India's human population and its economy have been rapidly growing as well, steadily filling in rural areas with farms, roads and mushrooming towns like Pandharkawada. Many tigers are now running out of space, and clashing more with humans.
They are spilling out of their dedicated reserves, roaming along smooth new asphalt highways and skulking through crowded farmland on a search for territory, mates and prey — such as antelope, wild pigs, stray cattle and sometimes people.

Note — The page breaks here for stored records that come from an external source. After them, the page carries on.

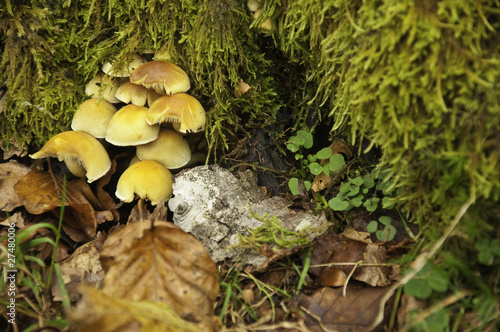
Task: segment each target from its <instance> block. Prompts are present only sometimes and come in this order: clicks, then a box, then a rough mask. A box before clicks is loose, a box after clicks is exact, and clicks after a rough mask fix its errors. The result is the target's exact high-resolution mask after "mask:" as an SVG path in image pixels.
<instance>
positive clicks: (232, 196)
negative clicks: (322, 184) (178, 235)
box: [168, 165, 327, 265]
mask: <svg viewBox="0 0 500 332" xmlns="http://www.w3.org/2000/svg"><path fill="white" fill-rule="evenodd" d="M237 176H238V177H237ZM237 176H235V175H233V174H232V173H231V172H229V171H228V170H226V169H224V168H222V167H220V166H217V165H206V166H199V167H195V168H192V169H189V170H185V171H183V172H181V173H179V174H177V175H175V176H174V184H173V190H174V197H173V198H171V199H170V201H169V202H168V206H169V208H170V209H171V210H172V211H173V212H174V217H173V221H174V223H175V224H176V225H177V226H179V227H181V228H182V229H183V230H184V231H186V232H189V233H191V234H193V235H194V236H195V237H196V238H197V239H198V240H199V241H200V242H201V243H203V245H204V246H205V247H206V248H207V249H208V250H209V252H210V254H211V256H212V259H213V260H214V261H215V262H220V261H223V260H225V259H226V258H228V259H231V260H232V261H234V262H236V261H243V262H244V263H245V264H251V265H259V264H261V263H263V262H264V261H266V257H264V256H263V255H262V254H261V253H260V252H256V251H255V250H253V249H252V248H245V247H239V246H237V245H238V244H239V240H240V235H244V236H249V235H250V232H249V229H256V228H257V227H259V226H262V225H263V222H261V221H259V220H257V218H253V217H251V216H252V214H259V215H265V214H268V215H272V216H276V217H277V218H279V219H280V221H281V223H282V226H283V227H284V228H286V229H287V230H289V231H293V232H300V231H301V230H304V231H305V232H306V233H307V232H308V230H309V229H310V230H311V231H310V232H308V233H307V236H308V237H309V238H311V239H313V238H315V237H316V236H318V235H320V233H322V232H324V231H326V229H327V220H326V218H325V216H324V215H323V214H320V215H313V214H311V213H309V212H307V211H299V212H297V211H294V210H292V209H290V208H289V207H288V206H289V205H290V203H289V201H288V200H286V199H284V198H283V197H279V196H274V197H272V198H269V197H267V196H266V195H265V194H264V192H263V191H262V190H261V189H260V188H259V187H258V186H257V185H256V181H257V179H256V177H255V175H254V174H253V173H252V172H251V171H249V170H248V171H245V172H238V173H237ZM229 247H230V248H229Z"/></svg>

All across India, islands of forest are shrinking, and the thin green tendrils on the map — tiger corridors — are being cut by more roads and more farms. Each tiger, meanwhile, needs miles of thick forest; the size of its territory depends on the availability of prey. In the past decade, India has created nearly two dozen more tiger reserves, but many of them are surrounded by human development on all sides.
The trouble this time began Wednesday afternoon in the Pilibhit Tiger Reserve, about 320km east of New Delhi, said Vaibhav Srivastava, Pilibhit's district magistrate.
The tiger, a 5- to 6-year-old female, attacked a man who had entered the reserve to fish in a stream. Villagers who were working in rice paddies nearby tried to chase away the tiger, and in the ensuing battle, another eight people were injured, one of whom later died, Srivastava said.
Several dozen men quickly formed a posse intent on killing the tiger, forestry officials said.
When a small contingent of forest rangers tried to calm things down, the villagers roughed them up and snatched a mobile phone to stop them from calling for backup. The rangers were armed only with wooden sticks and were vastly outnumbered, said H. Rajamohan, the tiger reserve's field director.
When senior forestry officials tried to reach the area, villagers blocked them and attacked their cars.
As they did so, others closed in on the tiger.
According to Rajamohan, someone speared the tiger, and as it lay on its back, thrashing in the grass, villagers began to rain down blows from sticks and machetes.
"Kill! Kill!" several shouted as they pulled bamboo poles high over their heads and smashed the tiger in the face and body.
Rajamohan said the tiger crawled into the jungle, where the mob continued to beat it. Several hours later, the tiger died. Practically every part of its body was badly injured, including a broken jaw and many cracked ribs.
India takes tiger killings seriously. Some are investigated like homicides. Authorities in the Pilibhit area said they had closely studied the video of the killing, identifying 30 suspects, with at least four arrested.
"It's a very outrageous incident," Rajamohan said.
He said this was not a spontaneous outburst of violence.
"This was well planned," he said.
The penalty in India for killing a tiger can be more than three years in jail.
Less than a year ago in another tiger reserve not far from Pilibhit, villagers intentionally ran over a tiger with a tractor, killing it.
And for more than two years an especially crafty female tiger, whom authorities had named T-1, stalked the hills of central India, suspected of killing at least 13 people. Last fall, forestry officials launched a military-style operation, deploying drones, thermal cameras, hundreds of officers and veterinarian sharpshooters mounted on the backs of elephants, to tranquilise the tiger. After they failed, a sharpshooter took T-1 out with a bullet.
"People are becoming less tolerant'' of tigers, said Bilal Habib, an ecology professor and tiger researcher.
"Everybody is pained,'' he said.
But, he added, the onus is on humans to find ways for tigers to survive in an increasingly crowded world.